In putting forth this agenda, Putin effectively challenged Trump to surrender his America First policy in favor of defective accords that would lock in Russian technological advances and imperil the United States.  “It’s a dangerous situation with the global American anti-missile defense system,” Putin said.  The Kremlin’s arms control ploy suits many of Trump’s domestic critics.

Trump’s Statements:  In his public remarks, Trump repeatedly called for “constructive dialogue” with Russia. Yet, he seemed unclear about the nature of Putin’s proposals. Putin focused on establishment arms control. Trump focused on fighting nuclear proliferation to places like Iran and North Korea. “Whether it’s nuclear proliferation in terms of stopping, we have to do it,” he said. “Ultimately that’s probably the most important thing that we can be working on.” He then made a comment that seemed to blame arms control failure on the Justice Department’s investigation of Russian election interference.

The “collusion” narrative over the 2016 election, Trump said, “has had a negative impact on the relationship of the two largest nuclear powers in the world. We have 90 percent of nuclear power between the two countries. It’s ridiculous; it’s ridiculous what’s going on with the probe.”

“I would rather take a political risk in pursuit of peace than to risk peace in pursuit of politics,” Trump said, adding, “As president, I will always put what is best for America and what is best for the American people.”

How Actually to Fight ‘Nuclear Proliferation’:  Both leaders expressed a commitment to work together to fight nuclear proliferation to third countries. While laudable, this can be done without falling into the arms control trap. Trump should first secure Putin’s personal commitment to undo past Moscow policies that helped North Korea build its nuclear weapons program in the first place and then to take concrete steps to help denuclearize the Pyongyang regime.

Apply a Deterrence Strategy:  Regarding Putin’s bilateral agenda, Trump should treat the nuclear disparity he largely inherited as a business problem. Russia could afford to pursue a decisive nuclear advantage as long as the United States wasn’t doing the same. The U.S. can afford to match or exceed Russia’s strategic weapons modernization and under the Trump presidency is prepared to do so – which is why Putin wants to stop Trump by reviving the past practice of one-sided arms control.

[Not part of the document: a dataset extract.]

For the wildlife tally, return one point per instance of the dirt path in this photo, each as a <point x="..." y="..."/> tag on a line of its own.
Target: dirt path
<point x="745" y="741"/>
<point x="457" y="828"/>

Trump should take the following steps: (1) Remind Putin that the last time the United States had to catch up with Moscow’s strategic nuclear modernization, it bankrupted the Kremlin and collapsed the Soviet Union. (2) Tell Putin that Russia’s new, massive and threatening nuclear build-up requires the United States to modernize its own strategic triad, which is something that the U.S. can afford to do. (3) Trump must treat a total modernization of the American strategic nuclear triad, development of a global missile defense, and creation of an independent Space Force not only as needed defense modernization – but as necessary investments in the U.S. defense industrial infrastructure and long-term security.

The Bottom Line:  President Trump should show Vladimir Putin that it is in Russia’s interests to disarm most of its strategic nuclear arsenal on its own, without a phony and endless arms control process. The alternative will be to force Putin to bankrupt his country into oblivion.